By the way, we don’t have good scan data yet so as to make it part of standard clinical practice. Psychiatrists have been holding out for the “Holy Grail” of imaging studies that demonstrate functional differences, partly to legitimize psychiatry to insurance companies and other medical colleagues. While I have ordered EEGs and such, I’ve never ordered any “functional” scans such as a SPECT. As an interesting counterpoint, I have met physicians in other professions that lament the inability of new docs to diagnose based on a history and physical because of “worshipping at the shrine of lab tests”. While I look forward to whatever tools we can make use of for diagnostic clarity, they’re not going to replace the tool we have now - a careful (and ongoing) dignostic assessment through interview.

(Ahem…that’s Ms. Kalhoun)

(reclines on couch) It came to me in a dream. The room was full of people who looked like artichokes and kiwi fruit. Then this peach walked in. It identified itself as AHunter3. What does this mean?

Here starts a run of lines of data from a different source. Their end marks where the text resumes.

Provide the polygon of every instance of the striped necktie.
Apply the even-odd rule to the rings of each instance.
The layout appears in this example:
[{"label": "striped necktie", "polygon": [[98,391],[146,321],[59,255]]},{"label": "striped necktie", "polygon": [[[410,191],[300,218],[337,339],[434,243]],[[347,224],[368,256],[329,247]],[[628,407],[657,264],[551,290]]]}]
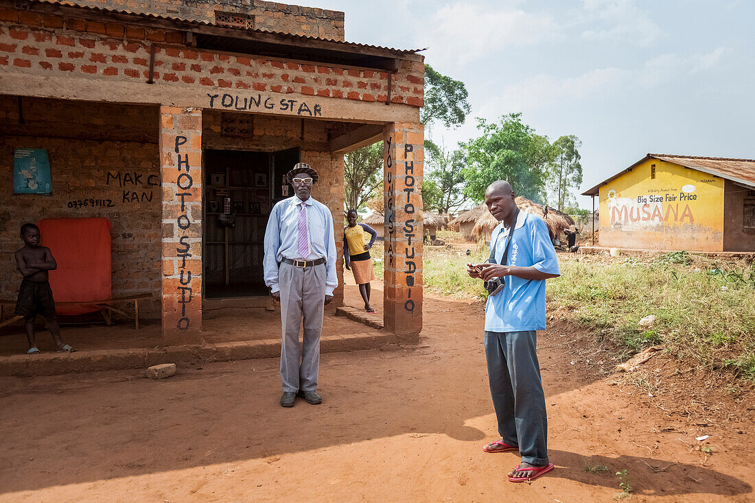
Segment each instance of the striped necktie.
[{"label": "striped necktie", "polygon": [[299,207],[299,255],[305,260],[310,255],[310,242],[307,237],[307,205],[300,203]]}]

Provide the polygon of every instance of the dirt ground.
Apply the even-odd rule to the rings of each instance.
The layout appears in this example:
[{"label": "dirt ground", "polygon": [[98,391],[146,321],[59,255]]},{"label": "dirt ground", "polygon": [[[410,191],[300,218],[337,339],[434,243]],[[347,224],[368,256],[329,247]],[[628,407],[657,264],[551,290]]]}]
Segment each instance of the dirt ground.
[{"label": "dirt ground", "polygon": [[688,391],[604,375],[557,317],[538,341],[556,469],[509,483],[517,455],[482,450],[497,438],[482,306],[424,308],[418,347],[323,354],[319,406],[279,406],[277,359],[2,378],[0,501],[611,501],[624,469],[629,501],[755,501],[751,400],[699,390],[711,423]]}]

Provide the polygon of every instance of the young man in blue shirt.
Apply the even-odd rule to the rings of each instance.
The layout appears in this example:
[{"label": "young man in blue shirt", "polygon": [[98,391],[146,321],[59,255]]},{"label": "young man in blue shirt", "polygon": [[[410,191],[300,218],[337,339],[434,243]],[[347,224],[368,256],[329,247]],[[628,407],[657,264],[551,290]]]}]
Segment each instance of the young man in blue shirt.
[{"label": "young man in blue shirt", "polygon": [[300,162],[286,178],[294,195],[279,201],[270,212],[263,265],[270,296],[281,303],[281,406],[292,407],[297,396],[309,403],[322,402],[316,391],[320,333],[324,306],[333,299],[338,279],[333,216],[310,195],[317,172]]},{"label": "young man in blue shirt", "polygon": [[[519,211],[516,197],[508,182],[488,187],[485,202],[501,224],[491,236],[488,262],[467,265],[469,275],[488,281],[491,292],[485,353],[501,438],[483,450],[518,450],[522,462],[509,474],[509,480],[525,482],[553,468],[535,349],[536,330],[545,330],[545,280],[560,272],[547,226],[538,216]],[[504,284],[495,292],[497,278]]]}]

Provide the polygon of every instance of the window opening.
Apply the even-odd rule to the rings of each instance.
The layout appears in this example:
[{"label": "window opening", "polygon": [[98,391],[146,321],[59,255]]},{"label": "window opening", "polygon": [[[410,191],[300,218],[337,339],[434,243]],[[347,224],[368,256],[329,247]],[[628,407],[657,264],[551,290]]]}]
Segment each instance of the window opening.
[{"label": "window opening", "polygon": [[755,191],[747,191],[744,196],[744,214],[742,219],[742,227],[755,228]]},{"label": "window opening", "polygon": [[236,12],[222,12],[215,11],[215,23],[230,28],[242,28],[251,29],[254,27],[254,19],[247,14],[239,14]]},{"label": "window opening", "polygon": [[220,135],[248,137],[254,133],[254,116],[251,114],[223,113],[220,115]]}]

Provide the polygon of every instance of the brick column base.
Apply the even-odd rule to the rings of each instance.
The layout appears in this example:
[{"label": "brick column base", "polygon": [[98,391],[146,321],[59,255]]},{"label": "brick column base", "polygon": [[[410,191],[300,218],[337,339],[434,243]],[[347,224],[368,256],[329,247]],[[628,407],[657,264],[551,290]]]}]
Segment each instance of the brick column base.
[{"label": "brick column base", "polygon": [[160,107],[162,341],[202,342],[202,111]]},{"label": "brick column base", "polygon": [[384,137],[385,276],[383,324],[399,340],[422,330],[422,173],[424,130],[394,123]]}]

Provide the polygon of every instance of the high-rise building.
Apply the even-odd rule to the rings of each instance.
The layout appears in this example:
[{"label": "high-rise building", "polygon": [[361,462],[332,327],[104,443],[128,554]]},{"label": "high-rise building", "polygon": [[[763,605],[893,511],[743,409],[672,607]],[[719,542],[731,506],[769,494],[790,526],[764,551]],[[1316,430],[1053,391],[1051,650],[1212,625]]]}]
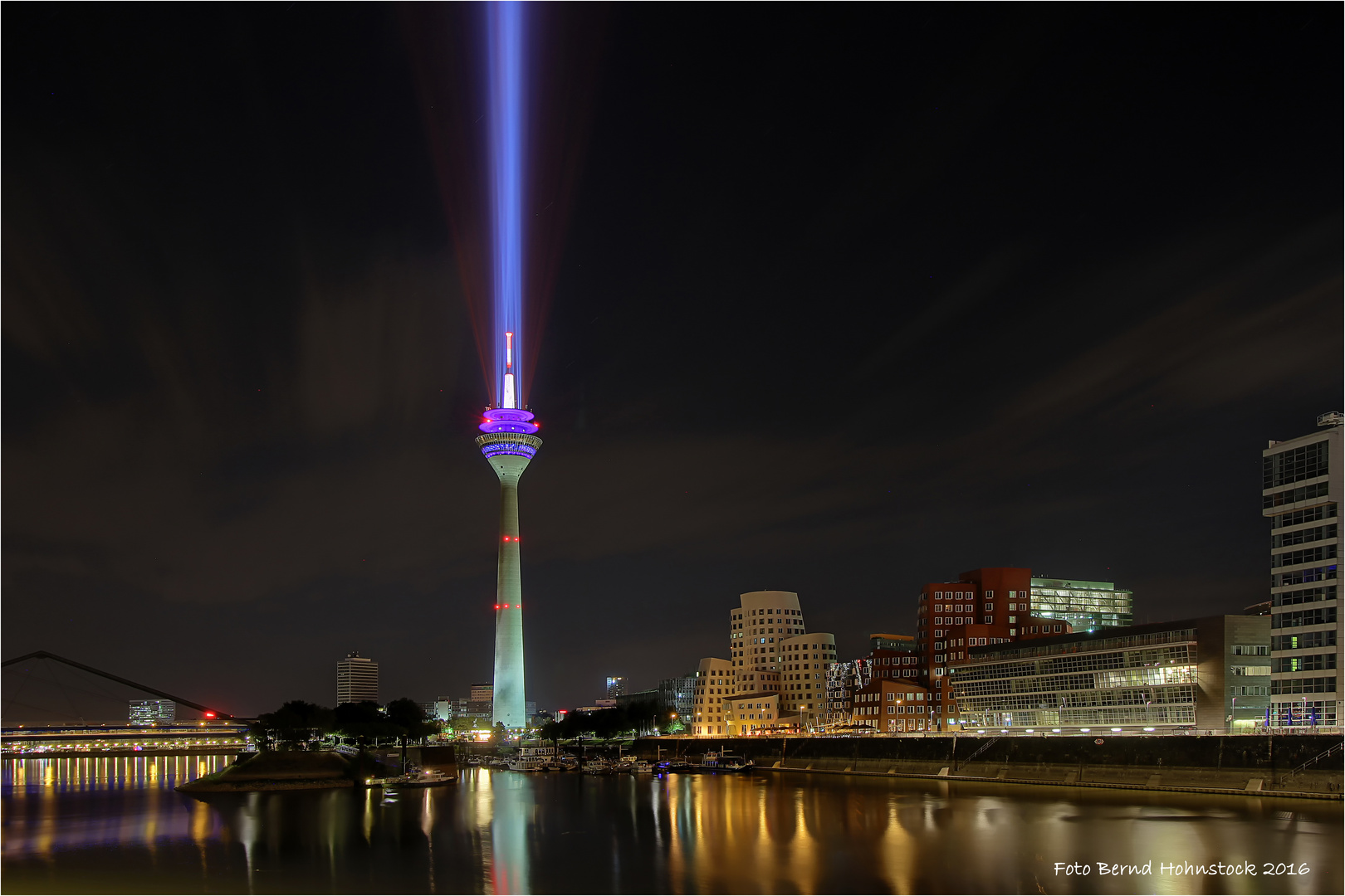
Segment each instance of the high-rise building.
[{"label": "high-rise building", "polygon": [[495,690],[492,721],[527,727],[523,700],[523,579],[519,564],[518,481],[542,447],[533,414],[518,404],[514,333],[504,333],[504,386],[499,407],[486,408],[476,445],[500,481],[499,562],[495,584]]},{"label": "high-rise building", "polygon": [[490,681],[473,681],[471,695],[467,699],[467,715],[490,716],[494,719],[495,685]]},{"label": "high-rise building", "polygon": [[1135,621],[1135,592],[1115,582],[1033,576],[1032,614],[1064,619],[1075,631],[1116,629]]},{"label": "high-rise building", "polygon": [[689,724],[695,712],[695,673],[674,676],[659,681],[659,704],[671,709]]},{"label": "high-rise building", "polygon": [[734,695],[733,681],[734,669],[728,660],[703,657],[695,664],[695,704],[689,723],[693,735],[728,733],[724,703]]},{"label": "high-rise building", "polygon": [[1262,451],[1262,516],[1270,520],[1271,707],[1280,728],[1341,724],[1341,431],[1322,414],[1315,433]]},{"label": "high-rise building", "polygon": [[351,650],[336,664],[336,705],[363,700],[378,703],[378,664]]},{"label": "high-rise building", "polygon": [[[794,591],[749,591],[740,595],[740,602],[729,611],[729,656],[736,664],[737,689],[740,693],[780,690],[784,642],[807,633],[799,595]],[[820,652],[830,656],[822,662],[835,658],[835,638],[820,631],[808,637],[826,645]]]},{"label": "high-rise building", "polygon": [[467,715],[467,700],[464,697],[434,697],[434,717],[440,721],[449,721]]},{"label": "high-rise building", "polygon": [[153,725],[160,721],[176,721],[178,704],[172,700],[132,700],[126,719],[133,725]]}]

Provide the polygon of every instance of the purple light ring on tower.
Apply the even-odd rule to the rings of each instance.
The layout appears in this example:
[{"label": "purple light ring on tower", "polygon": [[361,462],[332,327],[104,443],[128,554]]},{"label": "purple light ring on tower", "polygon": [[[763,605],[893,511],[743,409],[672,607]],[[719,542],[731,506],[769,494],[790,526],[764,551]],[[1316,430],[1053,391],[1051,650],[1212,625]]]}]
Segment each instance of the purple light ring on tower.
[{"label": "purple light ring on tower", "polygon": [[531,435],[539,429],[531,423],[531,411],[511,407],[491,407],[486,410],[486,422],[477,426],[482,433],[526,433]]},{"label": "purple light ring on tower", "polygon": [[522,433],[491,433],[490,435],[477,435],[476,445],[486,457],[514,454],[531,459],[537,457],[537,449],[542,447],[542,439]]}]

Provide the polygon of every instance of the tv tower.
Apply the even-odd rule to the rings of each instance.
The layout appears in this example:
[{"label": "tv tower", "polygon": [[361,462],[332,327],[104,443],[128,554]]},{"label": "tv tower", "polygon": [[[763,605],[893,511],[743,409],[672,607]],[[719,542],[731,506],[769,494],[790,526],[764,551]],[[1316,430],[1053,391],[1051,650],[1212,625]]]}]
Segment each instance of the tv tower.
[{"label": "tv tower", "polygon": [[504,388],[499,407],[486,408],[476,437],[500,480],[500,541],[495,584],[495,708],[491,724],[527,725],[523,707],[523,580],[518,556],[518,480],[542,447],[533,414],[518,407],[514,333],[504,333]]}]

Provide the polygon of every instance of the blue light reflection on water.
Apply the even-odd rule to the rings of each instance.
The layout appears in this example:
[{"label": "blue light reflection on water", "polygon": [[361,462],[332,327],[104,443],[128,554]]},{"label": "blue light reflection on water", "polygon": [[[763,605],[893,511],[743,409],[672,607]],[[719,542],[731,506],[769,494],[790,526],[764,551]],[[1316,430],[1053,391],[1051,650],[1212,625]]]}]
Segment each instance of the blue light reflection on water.
[{"label": "blue light reflection on water", "polygon": [[[172,791],[211,762],[7,762],[5,891],[1314,893],[1342,883],[1340,803],[487,770],[430,791]],[[1052,875],[1053,861],[1220,858],[1313,870]]]}]

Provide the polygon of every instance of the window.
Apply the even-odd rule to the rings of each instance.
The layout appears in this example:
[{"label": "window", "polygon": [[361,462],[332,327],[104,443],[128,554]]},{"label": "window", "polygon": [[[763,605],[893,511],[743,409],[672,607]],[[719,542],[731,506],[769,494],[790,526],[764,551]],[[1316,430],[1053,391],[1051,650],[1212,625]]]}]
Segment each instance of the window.
[{"label": "window", "polygon": [[1297,504],[1298,501],[1309,501],[1311,498],[1323,498],[1329,493],[1330,493],[1329,482],[1314,482],[1313,485],[1305,485],[1297,489],[1289,489],[1286,492],[1263,494],[1262,509],[1280,506],[1284,504]]},{"label": "window", "polygon": [[1336,622],[1336,607],[1318,607],[1315,610],[1276,613],[1270,618],[1270,627],[1297,629],[1299,626],[1328,625],[1332,622]]},{"label": "window", "polygon": [[1282,535],[1274,535],[1270,540],[1270,547],[1284,548],[1294,544],[1309,544],[1311,541],[1323,541],[1326,539],[1334,539],[1337,533],[1336,524],[1332,525],[1318,525],[1311,529],[1298,529],[1297,532],[1284,532]]},{"label": "window", "polygon": [[1326,582],[1328,579],[1334,579],[1334,578],[1337,578],[1337,568],[1336,564],[1333,563],[1329,567],[1307,567],[1305,570],[1294,570],[1293,572],[1278,572],[1270,578],[1270,584],[1272,588],[1278,588],[1282,584]]},{"label": "window", "polygon": [[1303,523],[1315,523],[1317,520],[1334,519],[1337,514],[1337,508],[1334,504],[1322,504],[1314,508],[1306,508],[1303,510],[1294,510],[1293,513],[1280,513],[1279,516],[1272,516],[1270,519],[1270,528],[1283,529],[1289,525],[1301,525]]},{"label": "window", "polygon": [[1305,548],[1302,551],[1286,551],[1284,553],[1276,553],[1271,556],[1271,568],[1298,566],[1299,563],[1317,563],[1318,560],[1330,560],[1336,556],[1334,544],[1321,544],[1315,548]]},{"label": "window", "polygon": [[1326,476],[1326,446],[1328,439],[1322,439],[1262,458],[1262,488],[1272,489],[1276,485]]}]

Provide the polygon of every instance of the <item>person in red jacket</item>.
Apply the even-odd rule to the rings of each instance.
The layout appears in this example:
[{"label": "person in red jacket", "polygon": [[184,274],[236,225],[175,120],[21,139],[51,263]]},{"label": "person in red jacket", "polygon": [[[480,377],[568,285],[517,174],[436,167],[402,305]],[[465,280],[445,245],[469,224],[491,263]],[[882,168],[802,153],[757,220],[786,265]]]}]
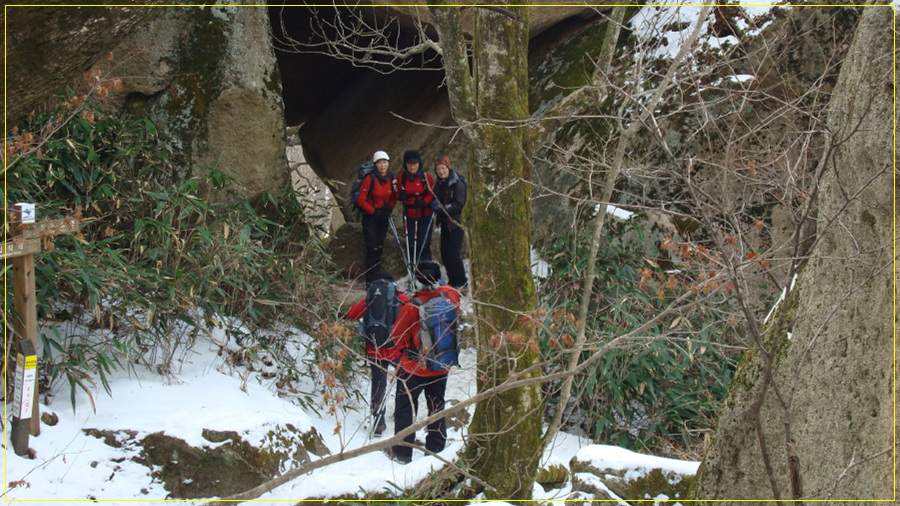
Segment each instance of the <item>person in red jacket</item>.
[{"label": "person in red jacket", "polygon": [[397,203],[394,176],[389,169],[390,159],[384,151],[372,155],[375,172],[366,176],[359,186],[356,205],[362,209],[363,240],[366,243],[366,282],[378,271],[384,252],[391,212]]},{"label": "person in red jacket", "polygon": [[397,198],[403,202],[407,259],[415,269],[419,262],[431,260],[434,177],[422,170],[422,155],[414,149],[403,154],[403,165],[397,176]]},{"label": "person in red jacket", "polygon": [[[394,281],[394,276],[387,271],[378,271],[372,276],[372,281],[375,281],[376,279]],[[400,291],[399,288],[397,289],[397,297],[400,299],[401,304],[409,302],[409,297]],[[359,320],[365,314],[366,299],[350,306],[350,309],[347,310],[347,318],[351,320]],[[391,367],[397,365],[399,359],[400,348],[376,348],[375,346],[366,343],[366,361],[369,363],[372,373],[372,388],[369,405],[372,413],[372,426],[375,428],[373,431],[375,437],[380,437],[384,433],[384,429],[387,428],[387,425],[384,422],[384,412],[387,404],[385,402],[385,395],[387,394],[388,374],[390,373]]]},{"label": "person in red jacket", "polygon": [[[449,285],[440,284],[441,268],[438,264],[425,261],[419,264],[416,279],[423,288],[415,293],[414,298],[425,302],[441,294],[447,296],[456,306],[459,314],[459,292]],[[444,394],[447,390],[448,371],[429,369],[424,360],[420,360],[415,350],[421,349],[421,320],[419,306],[412,301],[400,307],[400,313],[391,334],[397,348],[403,350],[397,366],[397,393],[394,405],[394,434],[412,425],[418,412],[419,394],[425,394],[425,405],[428,416],[444,409]],[[412,444],[415,434],[403,438],[405,443]],[[438,453],[447,443],[447,421],[444,418],[428,424],[425,436],[425,449]],[[412,447],[395,445],[391,447],[389,456],[397,462],[408,464],[412,461]]]}]

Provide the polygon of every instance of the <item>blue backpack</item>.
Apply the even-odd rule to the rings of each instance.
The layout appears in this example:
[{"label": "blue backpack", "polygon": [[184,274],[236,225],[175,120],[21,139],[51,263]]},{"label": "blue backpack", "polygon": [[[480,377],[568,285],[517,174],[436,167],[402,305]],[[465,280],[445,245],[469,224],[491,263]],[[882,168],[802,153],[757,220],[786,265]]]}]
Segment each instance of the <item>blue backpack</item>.
[{"label": "blue backpack", "polygon": [[390,348],[391,327],[400,310],[397,284],[387,279],[376,279],[366,288],[366,310],[360,324],[360,335],[376,348]]},{"label": "blue backpack", "polygon": [[427,301],[412,299],[419,307],[422,347],[419,350],[428,368],[446,371],[459,365],[456,306],[445,294]]}]

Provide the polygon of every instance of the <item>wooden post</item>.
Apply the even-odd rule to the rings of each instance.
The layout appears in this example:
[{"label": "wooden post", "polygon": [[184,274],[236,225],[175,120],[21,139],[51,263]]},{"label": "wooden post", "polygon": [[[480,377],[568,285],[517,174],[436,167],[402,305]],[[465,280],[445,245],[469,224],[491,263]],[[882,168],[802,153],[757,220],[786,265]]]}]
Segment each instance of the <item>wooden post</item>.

Depends. Was there a banana in the picture?

:wink:

I had heard (at university, many years ago) that [ul][li]there is very little evidence that talk therapy has much effect on most mental illness, []that there is very little evidence that talk therapy is any more effective conducted by a psychologist than by a moderately trained layman[]that nothing Freud said was backed up by any real evidence, and that his theories were almost entirely abandoned.[/ul]Which of these are wrong, in your view?[/li]
It strikes me as similar to the threads about the efficacy of AA and other chemical dependency treatment programs that kick around the SDMB periodicially. Is there hard evidence that they “work*”? Is there evidence that talk therapy and other forms of non-drug treatment “work”?

If, by “psychotherapy” you didn’t mean talk therapy, then what non-drug treatments did you mean?

Regards,
Shodan

*“Work” in this context means better outcomes than otherwise, fewer relapses, faster return to normal functioning, IMO. Unless you mean something else.